I ran across this quote while perusing some funny videos of Daedalus Howell from a while back who was eulogizing the “Ten Things Killed by the Internet.” The video is from 2009 and I hope the updated version will one day include “over-priced college textbooks.” This was one of those moments of serendipity because I have been reading the debate between David Wiley and Stephen Downes about whether OER should favor commercial use. OERs are “open eduction resources” such as Stephen Downes’ book on critical thinking and logical fallacies. My first reaction to the debated question is “no.” Why should an open license “favor” the very mechanism that it is trying to subvert? And my second reaction is “So what?” The kind of education that “favors” commercial licenses is going the way of the video store.
I do not envy David Wiley. Going up against Stephen Downes in a debate is no mean feat. Wiley has the credibility gap to over-come with his connection to commercial publishing, and Downes has been a long time OER advocate and contributer who has been writing on this from the beginning.

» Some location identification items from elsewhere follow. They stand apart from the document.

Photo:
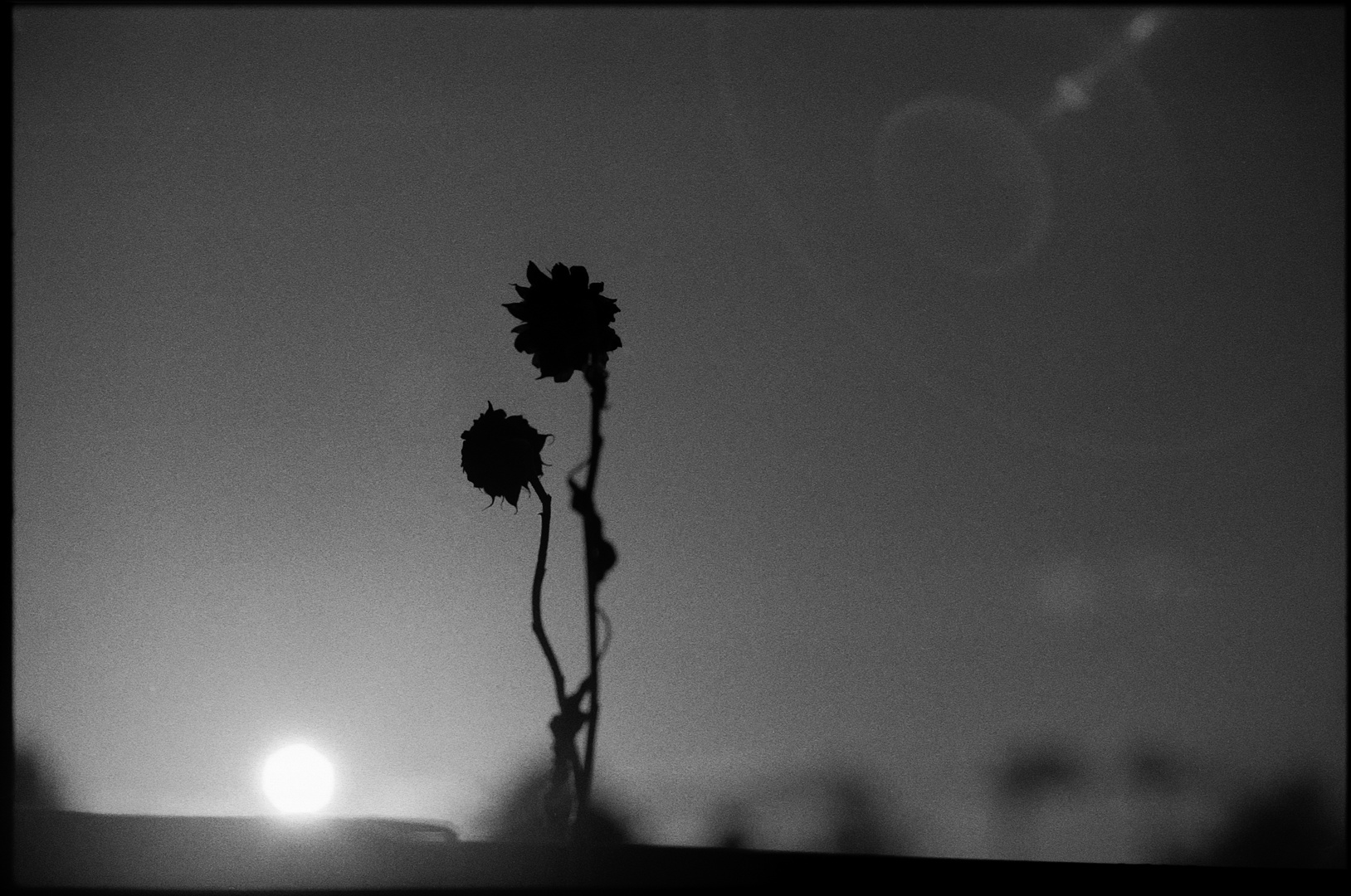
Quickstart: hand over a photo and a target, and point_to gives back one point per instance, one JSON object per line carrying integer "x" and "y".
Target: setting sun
{"x": 297, "y": 779}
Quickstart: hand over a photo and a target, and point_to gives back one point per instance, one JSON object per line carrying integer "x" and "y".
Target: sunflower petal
{"x": 535, "y": 276}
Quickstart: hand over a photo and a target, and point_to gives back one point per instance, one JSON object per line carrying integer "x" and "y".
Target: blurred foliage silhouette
{"x": 519, "y": 814}
{"x": 1289, "y": 823}
{"x": 1034, "y": 771}
{"x": 36, "y": 780}
{"x": 845, "y": 803}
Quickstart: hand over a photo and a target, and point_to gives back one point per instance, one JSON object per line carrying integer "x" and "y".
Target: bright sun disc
{"x": 297, "y": 779}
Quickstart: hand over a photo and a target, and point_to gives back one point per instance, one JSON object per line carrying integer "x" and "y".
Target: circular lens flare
{"x": 297, "y": 780}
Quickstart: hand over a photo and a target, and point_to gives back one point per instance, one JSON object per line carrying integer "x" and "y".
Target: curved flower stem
{"x": 596, "y": 567}
{"x": 537, "y": 590}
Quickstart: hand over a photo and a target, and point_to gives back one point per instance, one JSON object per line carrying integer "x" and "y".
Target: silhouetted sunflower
{"x": 566, "y": 320}
{"x": 501, "y": 455}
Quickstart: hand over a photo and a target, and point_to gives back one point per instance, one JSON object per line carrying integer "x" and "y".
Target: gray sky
{"x": 875, "y": 502}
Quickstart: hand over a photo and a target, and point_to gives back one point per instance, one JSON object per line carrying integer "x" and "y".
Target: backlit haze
{"x": 983, "y": 382}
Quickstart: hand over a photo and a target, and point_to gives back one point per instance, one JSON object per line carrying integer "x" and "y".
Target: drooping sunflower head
{"x": 566, "y": 320}
{"x": 500, "y": 455}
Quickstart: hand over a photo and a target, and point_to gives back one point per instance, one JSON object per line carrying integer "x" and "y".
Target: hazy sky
{"x": 983, "y": 377}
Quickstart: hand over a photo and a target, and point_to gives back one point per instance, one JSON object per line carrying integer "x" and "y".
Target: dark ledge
{"x": 184, "y": 853}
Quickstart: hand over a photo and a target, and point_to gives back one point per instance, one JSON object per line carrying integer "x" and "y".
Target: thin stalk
{"x": 537, "y": 590}
{"x": 596, "y": 377}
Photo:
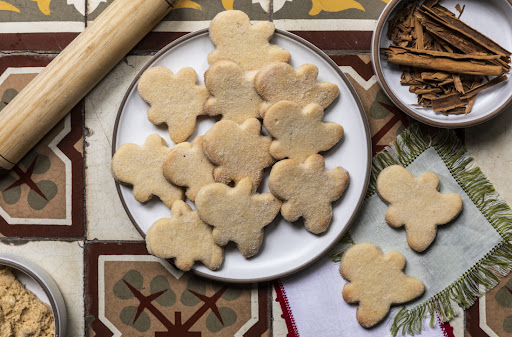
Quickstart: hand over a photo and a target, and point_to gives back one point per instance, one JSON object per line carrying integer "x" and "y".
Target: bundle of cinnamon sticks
{"x": 446, "y": 63}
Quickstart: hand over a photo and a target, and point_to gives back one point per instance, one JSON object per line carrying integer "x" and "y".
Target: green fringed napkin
{"x": 468, "y": 254}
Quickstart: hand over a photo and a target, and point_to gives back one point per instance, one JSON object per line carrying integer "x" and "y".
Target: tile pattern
{"x": 131, "y": 292}
{"x": 491, "y": 315}
{"x": 42, "y": 196}
{"x": 343, "y": 28}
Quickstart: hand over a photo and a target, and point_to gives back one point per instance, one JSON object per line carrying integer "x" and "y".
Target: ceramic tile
{"x": 491, "y": 315}
{"x": 122, "y": 279}
{"x": 42, "y": 196}
{"x": 279, "y": 328}
{"x": 490, "y": 143}
{"x": 42, "y": 25}
{"x": 64, "y": 262}
{"x": 187, "y": 17}
{"x": 330, "y": 25}
{"x": 386, "y": 121}
{"x": 106, "y": 217}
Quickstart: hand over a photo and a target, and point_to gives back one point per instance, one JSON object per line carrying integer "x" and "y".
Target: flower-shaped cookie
{"x": 174, "y": 99}
{"x": 185, "y": 238}
{"x": 376, "y": 281}
{"x": 232, "y": 92}
{"x": 280, "y": 82}
{"x": 248, "y": 45}
{"x": 308, "y": 190}
{"x": 237, "y": 214}
{"x": 299, "y": 133}
{"x": 416, "y": 204}
{"x": 238, "y": 150}
{"x": 142, "y": 167}
{"x": 187, "y": 166}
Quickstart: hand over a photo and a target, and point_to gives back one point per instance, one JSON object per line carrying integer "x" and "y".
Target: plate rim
{"x": 377, "y": 69}
{"x": 361, "y": 112}
{"x": 47, "y": 284}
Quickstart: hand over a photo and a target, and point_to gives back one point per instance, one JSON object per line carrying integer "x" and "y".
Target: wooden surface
{"x": 68, "y": 78}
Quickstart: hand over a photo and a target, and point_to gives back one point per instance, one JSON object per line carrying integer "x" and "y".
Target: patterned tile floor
{"x": 59, "y": 206}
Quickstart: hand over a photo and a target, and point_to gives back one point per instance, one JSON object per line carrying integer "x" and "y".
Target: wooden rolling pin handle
{"x": 73, "y": 73}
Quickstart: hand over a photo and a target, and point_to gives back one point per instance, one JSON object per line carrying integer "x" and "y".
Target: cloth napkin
{"x": 465, "y": 260}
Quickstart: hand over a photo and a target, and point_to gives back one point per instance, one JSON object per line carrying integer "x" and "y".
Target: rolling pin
{"x": 73, "y": 73}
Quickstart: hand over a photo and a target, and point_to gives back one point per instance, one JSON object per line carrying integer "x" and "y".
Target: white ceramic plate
{"x": 286, "y": 247}
{"x": 490, "y": 17}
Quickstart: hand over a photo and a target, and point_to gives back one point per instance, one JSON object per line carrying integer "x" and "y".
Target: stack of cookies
{"x": 249, "y": 83}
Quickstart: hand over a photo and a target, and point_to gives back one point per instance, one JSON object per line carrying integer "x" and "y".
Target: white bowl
{"x": 493, "y": 18}
{"x": 38, "y": 281}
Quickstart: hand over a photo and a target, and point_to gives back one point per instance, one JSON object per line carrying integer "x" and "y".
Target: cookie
{"x": 237, "y": 214}
{"x": 239, "y": 151}
{"x": 232, "y": 92}
{"x": 185, "y": 238}
{"x": 248, "y": 45}
{"x": 142, "y": 167}
{"x": 416, "y": 204}
{"x": 308, "y": 190}
{"x": 376, "y": 281}
{"x": 280, "y": 82}
{"x": 174, "y": 99}
{"x": 299, "y": 133}
{"x": 187, "y": 166}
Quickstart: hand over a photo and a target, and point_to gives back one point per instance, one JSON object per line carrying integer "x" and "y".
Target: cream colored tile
{"x": 490, "y": 143}
{"x": 279, "y": 328}
{"x": 64, "y": 262}
{"x": 106, "y": 218}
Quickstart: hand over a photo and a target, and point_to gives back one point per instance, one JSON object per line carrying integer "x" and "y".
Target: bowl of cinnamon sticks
{"x": 445, "y": 62}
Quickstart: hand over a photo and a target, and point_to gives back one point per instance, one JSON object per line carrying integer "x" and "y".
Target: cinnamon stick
{"x": 443, "y": 64}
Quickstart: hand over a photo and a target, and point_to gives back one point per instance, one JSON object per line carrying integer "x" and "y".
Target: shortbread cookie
{"x": 299, "y": 133}
{"x": 175, "y": 100}
{"x": 280, "y": 82}
{"x": 232, "y": 92}
{"x": 187, "y": 166}
{"x": 185, "y": 238}
{"x": 248, "y": 45}
{"x": 238, "y": 150}
{"x": 416, "y": 204}
{"x": 376, "y": 281}
{"x": 142, "y": 167}
{"x": 308, "y": 190}
{"x": 237, "y": 214}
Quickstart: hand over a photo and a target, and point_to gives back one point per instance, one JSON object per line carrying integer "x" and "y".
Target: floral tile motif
{"x": 40, "y": 25}
{"x": 131, "y": 293}
{"x": 491, "y": 315}
{"x": 187, "y": 17}
{"x": 42, "y": 196}
{"x": 328, "y": 9}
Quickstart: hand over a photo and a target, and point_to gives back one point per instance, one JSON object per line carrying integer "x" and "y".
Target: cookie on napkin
{"x": 142, "y": 167}
{"x": 416, "y": 204}
{"x": 376, "y": 281}
{"x": 237, "y": 214}
{"x": 185, "y": 238}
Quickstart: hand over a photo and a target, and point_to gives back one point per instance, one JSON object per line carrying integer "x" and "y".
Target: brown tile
{"x": 122, "y": 278}
{"x": 42, "y": 196}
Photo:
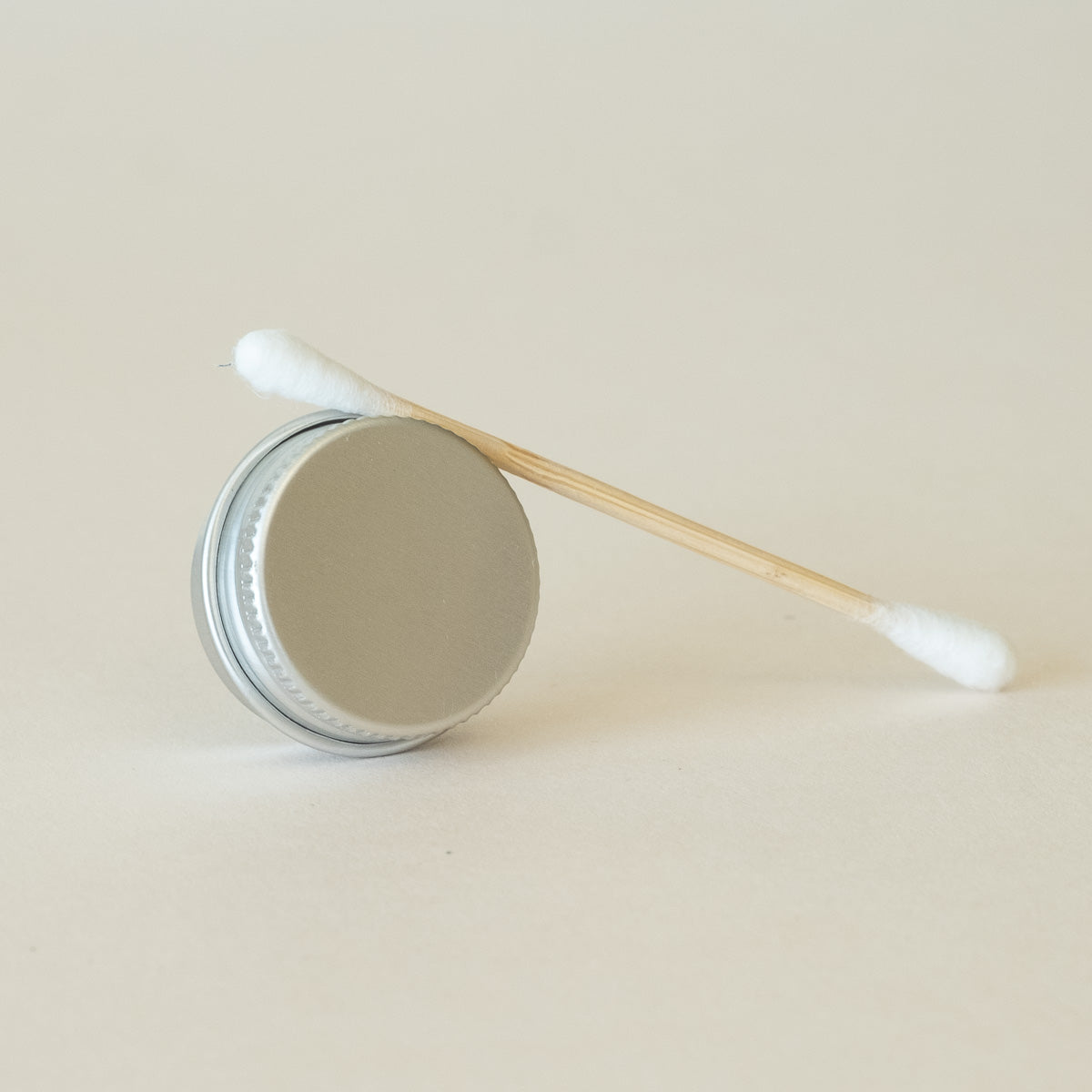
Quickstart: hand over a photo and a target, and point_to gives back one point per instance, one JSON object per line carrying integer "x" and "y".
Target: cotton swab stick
{"x": 274, "y": 361}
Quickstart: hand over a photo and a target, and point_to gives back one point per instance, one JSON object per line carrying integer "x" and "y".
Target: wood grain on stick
{"x": 659, "y": 521}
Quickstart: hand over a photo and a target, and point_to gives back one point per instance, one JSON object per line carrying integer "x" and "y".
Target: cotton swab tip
{"x": 956, "y": 648}
{"x": 274, "y": 361}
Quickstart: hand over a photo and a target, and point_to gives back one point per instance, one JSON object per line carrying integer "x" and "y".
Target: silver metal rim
{"x": 210, "y": 622}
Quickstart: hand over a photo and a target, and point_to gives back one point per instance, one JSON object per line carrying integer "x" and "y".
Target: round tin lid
{"x": 366, "y": 583}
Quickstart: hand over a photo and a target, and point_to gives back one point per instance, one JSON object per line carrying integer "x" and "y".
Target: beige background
{"x": 814, "y": 273}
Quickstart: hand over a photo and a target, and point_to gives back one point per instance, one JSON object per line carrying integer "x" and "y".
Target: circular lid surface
{"x": 385, "y": 580}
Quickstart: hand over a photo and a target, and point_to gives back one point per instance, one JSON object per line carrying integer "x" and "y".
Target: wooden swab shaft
{"x": 659, "y": 521}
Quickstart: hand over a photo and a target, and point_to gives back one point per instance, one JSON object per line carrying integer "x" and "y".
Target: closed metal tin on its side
{"x": 344, "y": 494}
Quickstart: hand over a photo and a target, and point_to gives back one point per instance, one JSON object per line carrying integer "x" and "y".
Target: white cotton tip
{"x": 273, "y": 361}
{"x": 962, "y": 650}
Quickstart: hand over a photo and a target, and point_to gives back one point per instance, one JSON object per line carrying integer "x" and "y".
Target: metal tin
{"x": 365, "y": 584}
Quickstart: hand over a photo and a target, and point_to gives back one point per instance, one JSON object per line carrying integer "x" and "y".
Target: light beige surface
{"x": 710, "y": 836}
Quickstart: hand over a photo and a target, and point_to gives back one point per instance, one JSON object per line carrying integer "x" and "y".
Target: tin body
{"x": 365, "y": 583}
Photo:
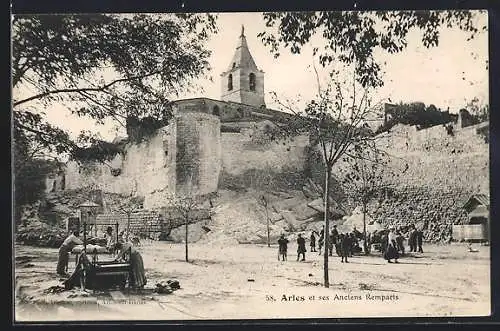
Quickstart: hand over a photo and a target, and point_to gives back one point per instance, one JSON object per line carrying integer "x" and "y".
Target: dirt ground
{"x": 248, "y": 281}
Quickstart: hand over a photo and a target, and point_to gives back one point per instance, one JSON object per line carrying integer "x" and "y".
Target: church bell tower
{"x": 243, "y": 82}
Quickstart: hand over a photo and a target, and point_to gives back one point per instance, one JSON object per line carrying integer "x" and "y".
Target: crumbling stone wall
{"x": 145, "y": 170}
{"x": 431, "y": 209}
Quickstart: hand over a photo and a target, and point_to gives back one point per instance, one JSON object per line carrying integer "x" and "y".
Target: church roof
{"x": 242, "y": 56}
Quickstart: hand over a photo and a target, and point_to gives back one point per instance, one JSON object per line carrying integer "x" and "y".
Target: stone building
{"x": 205, "y": 139}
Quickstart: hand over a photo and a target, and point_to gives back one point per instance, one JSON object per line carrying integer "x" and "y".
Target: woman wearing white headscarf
{"x": 137, "y": 273}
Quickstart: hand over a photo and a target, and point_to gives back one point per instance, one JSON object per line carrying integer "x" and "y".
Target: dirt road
{"x": 248, "y": 281}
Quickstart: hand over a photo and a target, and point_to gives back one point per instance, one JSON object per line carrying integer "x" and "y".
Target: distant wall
{"x": 198, "y": 152}
{"x": 437, "y": 159}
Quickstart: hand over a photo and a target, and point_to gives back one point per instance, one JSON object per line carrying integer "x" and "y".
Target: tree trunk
{"x": 186, "y": 239}
{"x": 128, "y": 227}
{"x": 327, "y": 225}
{"x": 365, "y": 243}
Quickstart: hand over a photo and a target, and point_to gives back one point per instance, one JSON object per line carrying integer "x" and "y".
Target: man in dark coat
{"x": 400, "y": 242}
{"x": 420, "y": 239}
{"x": 283, "y": 247}
{"x": 301, "y": 248}
{"x": 345, "y": 246}
{"x": 412, "y": 239}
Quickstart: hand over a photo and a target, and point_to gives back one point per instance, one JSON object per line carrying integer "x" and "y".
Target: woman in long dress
{"x": 137, "y": 274}
{"x": 391, "y": 251}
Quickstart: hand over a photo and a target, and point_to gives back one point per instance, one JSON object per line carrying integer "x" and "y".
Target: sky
{"x": 447, "y": 76}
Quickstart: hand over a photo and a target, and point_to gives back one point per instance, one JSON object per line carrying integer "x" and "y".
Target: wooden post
{"x": 117, "y": 237}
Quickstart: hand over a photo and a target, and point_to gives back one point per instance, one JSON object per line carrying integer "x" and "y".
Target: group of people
{"x": 122, "y": 251}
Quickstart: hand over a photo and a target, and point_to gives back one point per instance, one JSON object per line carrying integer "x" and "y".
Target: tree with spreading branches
{"x": 102, "y": 66}
{"x": 185, "y": 206}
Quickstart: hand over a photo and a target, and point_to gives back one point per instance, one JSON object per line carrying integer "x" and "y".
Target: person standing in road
{"x": 301, "y": 248}
{"x": 420, "y": 239}
{"x": 283, "y": 247}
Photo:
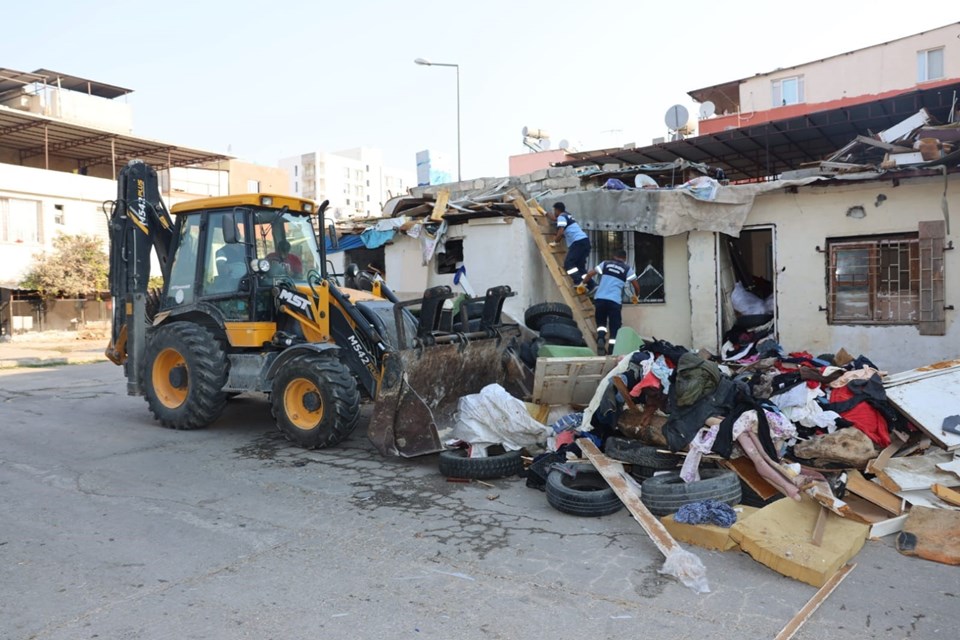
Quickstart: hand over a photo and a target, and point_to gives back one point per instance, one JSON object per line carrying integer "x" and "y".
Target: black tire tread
{"x": 637, "y": 453}
{"x": 346, "y": 401}
{"x": 454, "y": 463}
{"x": 207, "y": 374}
{"x": 564, "y": 495}
{"x": 532, "y": 317}
{"x": 562, "y": 334}
{"x": 665, "y": 493}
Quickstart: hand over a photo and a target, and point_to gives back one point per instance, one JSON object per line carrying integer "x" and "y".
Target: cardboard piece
{"x": 780, "y": 537}
{"x": 708, "y": 536}
{"x": 912, "y": 473}
{"x": 932, "y": 534}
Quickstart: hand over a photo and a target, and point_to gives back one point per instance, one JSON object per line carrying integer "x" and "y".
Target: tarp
{"x": 666, "y": 212}
{"x": 345, "y": 243}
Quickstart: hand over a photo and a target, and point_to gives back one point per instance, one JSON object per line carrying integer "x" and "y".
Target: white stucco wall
{"x": 869, "y": 71}
{"x": 80, "y": 196}
{"x": 805, "y": 220}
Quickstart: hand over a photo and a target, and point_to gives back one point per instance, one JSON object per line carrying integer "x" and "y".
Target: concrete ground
{"x": 114, "y": 527}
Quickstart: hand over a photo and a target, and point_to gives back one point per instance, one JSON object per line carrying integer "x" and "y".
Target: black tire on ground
{"x": 562, "y": 334}
{"x": 637, "y": 453}
{"x": 454, "y": 463}
{"x": 532, "y": 317}
{"x": 184, "y": 370}
{"x": 586, "y": 494}
{"x": 666, "y": 493}
{"x": 554, "y": 319}
{"x": 315, "y": 400}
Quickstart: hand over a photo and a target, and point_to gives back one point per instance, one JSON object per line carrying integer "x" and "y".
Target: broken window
{"x": 644, "y": 252}
{"x": 929, "y": 64}
{"x": 874, "y": 280}
{"x": 787, "y": 91}
{"x": 450, "y": 257}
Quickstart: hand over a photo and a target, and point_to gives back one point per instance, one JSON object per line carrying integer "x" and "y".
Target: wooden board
{"x": 912, "y": 473}
{"x": 615, "y": 476}
{"x": 889, "y": 502}
{"x": 926, "y": 396}
{"x": 780, "y": 536}
{"x": 814, "y": 603}
{"x": 569, "y": 380}
{"x": 541, "y": 230}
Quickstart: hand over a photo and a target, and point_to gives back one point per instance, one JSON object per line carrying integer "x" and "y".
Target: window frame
{"x": 875, "y": 281}
{"x": 776, "y": 91}
{"x": 923, "y": 64}
{"x": 601, "y": 248}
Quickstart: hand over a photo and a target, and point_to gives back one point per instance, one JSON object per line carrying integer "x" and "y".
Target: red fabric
{"x": 864, "y": 417}
{"x": 649, "y": 380}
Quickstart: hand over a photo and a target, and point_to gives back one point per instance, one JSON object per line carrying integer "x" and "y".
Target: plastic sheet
{"x": 687, "y": 568}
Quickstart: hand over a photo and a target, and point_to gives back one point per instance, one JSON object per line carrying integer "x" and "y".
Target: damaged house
{"x": 830, "y": 211}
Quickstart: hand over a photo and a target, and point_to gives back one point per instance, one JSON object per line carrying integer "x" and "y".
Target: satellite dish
{"x": 677, "y": 117}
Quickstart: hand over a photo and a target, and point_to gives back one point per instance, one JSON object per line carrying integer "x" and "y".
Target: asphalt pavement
{"x": 114, "y": 527}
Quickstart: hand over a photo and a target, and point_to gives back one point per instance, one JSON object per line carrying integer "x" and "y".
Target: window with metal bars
{"x": 644, "y": 252}
{"x": 874, "y": 280}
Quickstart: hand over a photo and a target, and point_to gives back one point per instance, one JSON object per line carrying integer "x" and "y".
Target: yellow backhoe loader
{"x": 249, "y": 304}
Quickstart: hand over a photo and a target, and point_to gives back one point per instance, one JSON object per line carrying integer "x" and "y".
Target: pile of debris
{"x": 914, "y": 143}
{"x": 794, "y": 458}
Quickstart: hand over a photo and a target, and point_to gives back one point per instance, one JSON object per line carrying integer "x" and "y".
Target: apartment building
{"x": 355, "y": 181}
{"x": 921, "y": 61}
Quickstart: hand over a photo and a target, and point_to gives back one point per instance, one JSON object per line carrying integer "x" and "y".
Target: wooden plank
{"x": 819, "y": 526}
{"x": 622, "y": 388}
{"x": 615, "y": 476}
{"x": 440, "y": 206}
{"x": 814, "y": 603}
{"x": 889, "y": 502}
{"x": 539, "y": 226}
{"x": 927, "y": 396}
{"x": 946, "y": 494}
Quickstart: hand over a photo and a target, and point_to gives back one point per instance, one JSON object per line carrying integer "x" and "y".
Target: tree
{"x": 77, "y": 266}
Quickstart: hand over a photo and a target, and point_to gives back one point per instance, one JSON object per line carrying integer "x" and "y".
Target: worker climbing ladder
{"x": 543, "y": 231}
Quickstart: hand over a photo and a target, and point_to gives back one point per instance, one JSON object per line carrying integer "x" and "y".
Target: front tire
{"x": 185, "y": 369}
{"x": 315, "y": 401}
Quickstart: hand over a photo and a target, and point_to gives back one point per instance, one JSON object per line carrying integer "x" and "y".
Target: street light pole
{"x": 427, "y": 63}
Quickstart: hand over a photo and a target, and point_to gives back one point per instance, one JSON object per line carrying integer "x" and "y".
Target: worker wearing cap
{"x": 615, "y": 275}
{"x": 578, "y": 243}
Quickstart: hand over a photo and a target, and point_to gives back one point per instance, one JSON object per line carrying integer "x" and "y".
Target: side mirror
{"x": 332, "y": 234}
{"x": 231, "y": 234}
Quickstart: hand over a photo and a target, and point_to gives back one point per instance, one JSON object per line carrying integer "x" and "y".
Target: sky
{"x": 266, "y": 80}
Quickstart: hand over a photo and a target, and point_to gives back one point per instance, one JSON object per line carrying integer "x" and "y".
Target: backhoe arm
{"x": 138, "y": 221}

I personally feel strongly that learning materials should be created by the community that uses them. The publishers just get in the way. We have a number of examples right here at College of the Redwoods of a community of educators getting together to create a textbook and online testing system that works better than anything that a publisher could offer us. Why? Because it is customized and built from the ground up with the needs of the local community in mind. With commercial textbooks, one has to amend, adapt, and supplement. There is nothing wrong with that; it is just not better than community authored. No body ever said “Hey, lets go with the Pearson textbook; they have our students’ best interest at heart.”
There are good commercial text books, but there are some atrocious ones that cost just as much! And meanwhile, more and more textbooks and learning objects are being created and openly licensed to world. There are companies positioning themselves to facilitate open textbooks and they will be profitable for a while. They are poised to become the Netflix of education. How long will that paradigm last? Who knows. I find it hysterical that with the economy in the shape that it is, with education costs rising faster than inflation and healthcare that commercial publishers feel they have to protect and defend corporate profits in a debate. And it is all available to you for free.